As humans, we like to label things. Scientists are especially fond putting labels on things. So we label what types of things we study too. From TV and our general lives we know about criminology (think Bones), and everyone going through puberty learns about dermatology. Those of us who trip over stuff all the time have seen a radiologist at least once to X-ray a limb, and anyone over fifty has probably seen a proctologist (or should have). Our lives are surrounded by –ologies. These are ten -ologies you can try to fit into a conversation this weekend:
10. Phytology is the study of plants. As someone who studies plants I felt obligated to include this one.
9. Agniology is the study of human ignorance. I was completely ignorant to the existence of this term until I researched -ologies for this article.
8. Andrology — a fancy way of saying that the scientist in question studies male impotence. Maybe andrologists should collaborate with phallologists.

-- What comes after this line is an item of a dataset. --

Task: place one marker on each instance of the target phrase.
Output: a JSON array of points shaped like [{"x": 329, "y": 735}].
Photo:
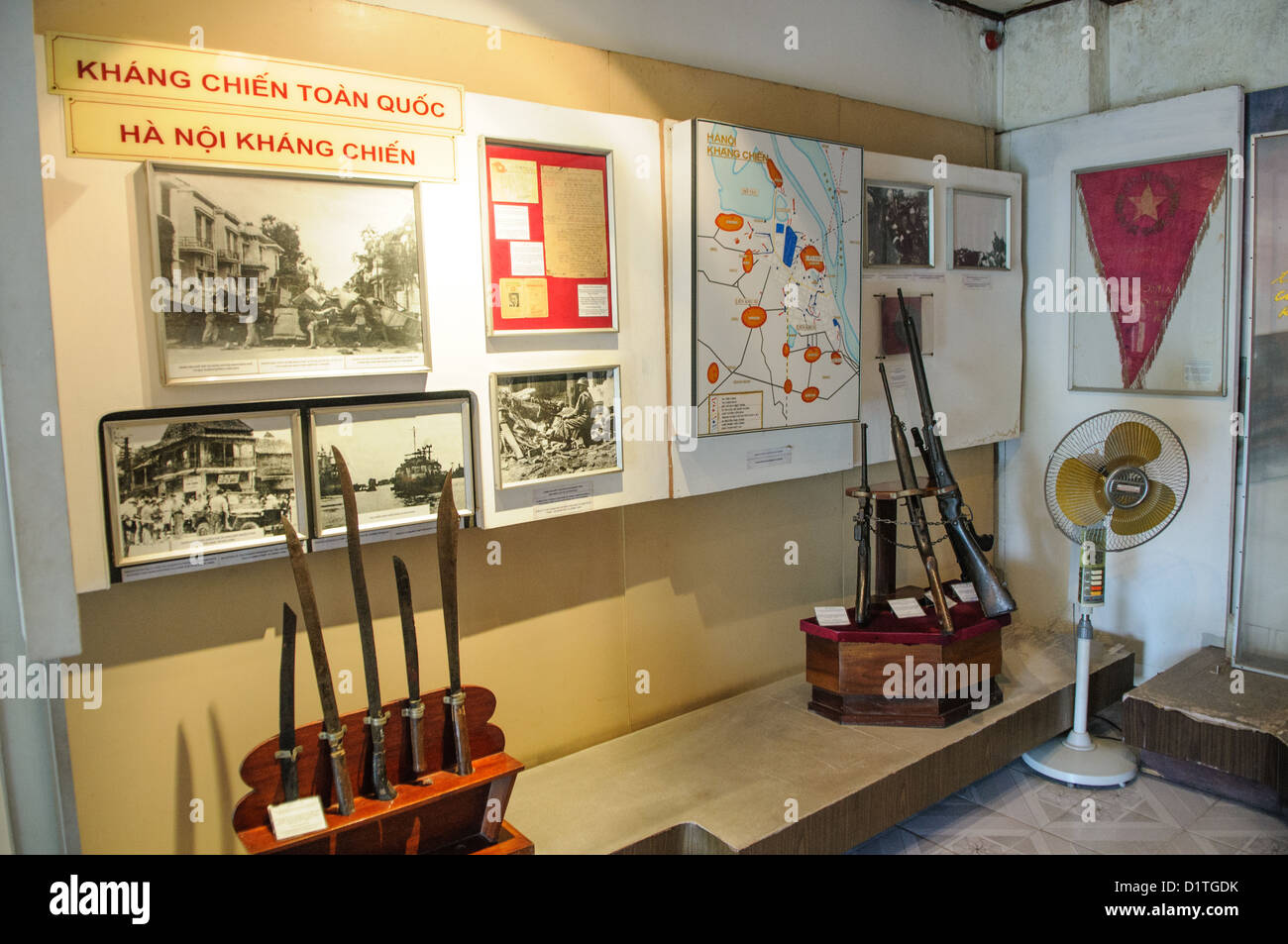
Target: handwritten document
[{"x": 576, "y": 227}]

7. Deltiology. For some reason there is a word for people who study postcards. I have no idea why in the world someone would study postcards.
6. Emetology is the study of vomiting. Mix this with ecclesiology, bibliology, demonology, diabology, eschatology, pisteology, theology, and omenology. You’ll then have the movie The Exorcist.
5. Cryptozoologists study mythical creatures. These people could also classify themselves as draconologists.
4. Latrinology is the study of what people write on public restroom stall walls.
3. Vulcanography is not the study of Vulcans, but rather the study of volcanoes. Not to be confused with vulvology.
2. Pogonology sounds like the study of pogo sticks (remember pogo balls?), but is actually the study of beards.
1. Scatology — the study of poop. All scientists study shit so this is my #1!